Richard Posner was one of those people. Within about a decade thereafter, he had written a massive treatise-textbook that attempted to apply (Chicago-school) economic insights to almost the entirety of the law, in part relying on Calabresi's insights on risk allocation and Coase's famous theorem about what happens in a world with no transaction costs.
That treatise-textbook is now in its fifth edition, and you're looking at the Amazon page for it. It would be hard to name a more influential work in the field of law and economics -- and even today, as Posner himself will gladly tell you, although there are a few other _textbooks_ on the topic, there are still no other _treatises_.
Posner's scope is breathtaking. Not content to limit himself to the usual array of legal topics (property, torts, contracts, criminal law, legal procedure, and so forth), he also manages to devote portions of his text to, e.g., sex and marriage, surrogate motherhood, prostitution, homosexuality, and a host of other controversial and/or marginal topics you don't typically encounter in an economics text.

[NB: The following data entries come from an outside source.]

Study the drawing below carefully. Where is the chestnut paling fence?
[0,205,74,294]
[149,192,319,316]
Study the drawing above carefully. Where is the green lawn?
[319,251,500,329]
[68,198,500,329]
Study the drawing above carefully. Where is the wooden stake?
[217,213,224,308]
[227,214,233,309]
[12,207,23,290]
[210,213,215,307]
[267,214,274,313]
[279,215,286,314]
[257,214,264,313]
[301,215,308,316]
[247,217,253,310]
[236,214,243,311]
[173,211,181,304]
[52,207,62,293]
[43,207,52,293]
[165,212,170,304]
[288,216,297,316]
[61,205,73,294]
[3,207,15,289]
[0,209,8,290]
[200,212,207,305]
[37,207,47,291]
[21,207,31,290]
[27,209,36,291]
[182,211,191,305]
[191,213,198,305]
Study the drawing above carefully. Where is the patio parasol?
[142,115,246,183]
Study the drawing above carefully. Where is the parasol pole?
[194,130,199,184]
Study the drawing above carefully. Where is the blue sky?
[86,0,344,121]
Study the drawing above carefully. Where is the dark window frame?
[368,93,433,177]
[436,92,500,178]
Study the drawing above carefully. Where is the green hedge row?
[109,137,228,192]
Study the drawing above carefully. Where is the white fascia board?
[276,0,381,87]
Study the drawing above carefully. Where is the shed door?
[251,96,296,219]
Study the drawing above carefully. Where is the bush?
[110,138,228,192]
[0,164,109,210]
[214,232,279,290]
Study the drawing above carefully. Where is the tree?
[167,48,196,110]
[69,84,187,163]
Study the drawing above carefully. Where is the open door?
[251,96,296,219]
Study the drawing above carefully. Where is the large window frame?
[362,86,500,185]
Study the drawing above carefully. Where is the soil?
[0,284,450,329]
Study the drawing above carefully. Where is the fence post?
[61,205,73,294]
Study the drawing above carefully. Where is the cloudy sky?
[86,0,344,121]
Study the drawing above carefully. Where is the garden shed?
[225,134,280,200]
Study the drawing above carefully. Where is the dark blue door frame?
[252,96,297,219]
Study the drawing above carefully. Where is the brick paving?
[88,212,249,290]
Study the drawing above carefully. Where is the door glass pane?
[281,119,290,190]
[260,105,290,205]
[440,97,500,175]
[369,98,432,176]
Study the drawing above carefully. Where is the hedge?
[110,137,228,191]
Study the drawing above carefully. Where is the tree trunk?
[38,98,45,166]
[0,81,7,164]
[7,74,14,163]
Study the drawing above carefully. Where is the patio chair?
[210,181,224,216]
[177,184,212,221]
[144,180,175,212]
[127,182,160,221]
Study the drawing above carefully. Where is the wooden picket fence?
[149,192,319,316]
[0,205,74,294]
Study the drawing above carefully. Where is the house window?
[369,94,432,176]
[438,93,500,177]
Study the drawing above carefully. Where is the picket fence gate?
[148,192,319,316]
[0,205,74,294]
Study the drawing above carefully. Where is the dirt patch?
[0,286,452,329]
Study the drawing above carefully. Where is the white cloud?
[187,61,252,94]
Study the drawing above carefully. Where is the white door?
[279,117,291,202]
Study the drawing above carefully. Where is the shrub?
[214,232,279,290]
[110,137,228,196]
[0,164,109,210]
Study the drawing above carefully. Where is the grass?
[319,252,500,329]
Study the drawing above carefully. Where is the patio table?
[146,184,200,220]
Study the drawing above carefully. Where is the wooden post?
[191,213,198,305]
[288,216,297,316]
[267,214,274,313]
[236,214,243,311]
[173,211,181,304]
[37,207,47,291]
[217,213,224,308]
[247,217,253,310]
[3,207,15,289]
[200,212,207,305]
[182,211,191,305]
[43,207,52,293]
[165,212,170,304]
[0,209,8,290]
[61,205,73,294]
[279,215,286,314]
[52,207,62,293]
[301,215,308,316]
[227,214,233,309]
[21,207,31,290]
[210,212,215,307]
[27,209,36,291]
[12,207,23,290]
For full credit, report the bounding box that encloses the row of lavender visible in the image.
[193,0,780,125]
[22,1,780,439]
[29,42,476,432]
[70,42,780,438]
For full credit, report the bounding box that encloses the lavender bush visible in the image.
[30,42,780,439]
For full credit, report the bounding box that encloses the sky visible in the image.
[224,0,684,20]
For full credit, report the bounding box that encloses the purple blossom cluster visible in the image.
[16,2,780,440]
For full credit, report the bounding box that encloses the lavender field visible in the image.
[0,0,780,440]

The typical reader will probably not find him altogether persuasive on these topics. In fact, if you're anything like me, you'll probably wind up shaking your head in sheer wonderment: how is it possible for someone to be so brilliantly incisive on one page and so infuriatingly obtuse on the next?
But don't assume Posner is the one who's wrong. Don't misunderstand me; I think he _is_ sometimes the one who's wrong. But even then, his arguments are something to be reckoned with, not to be easily dismissed. (Nor is he _ever_ simply "obtuse.")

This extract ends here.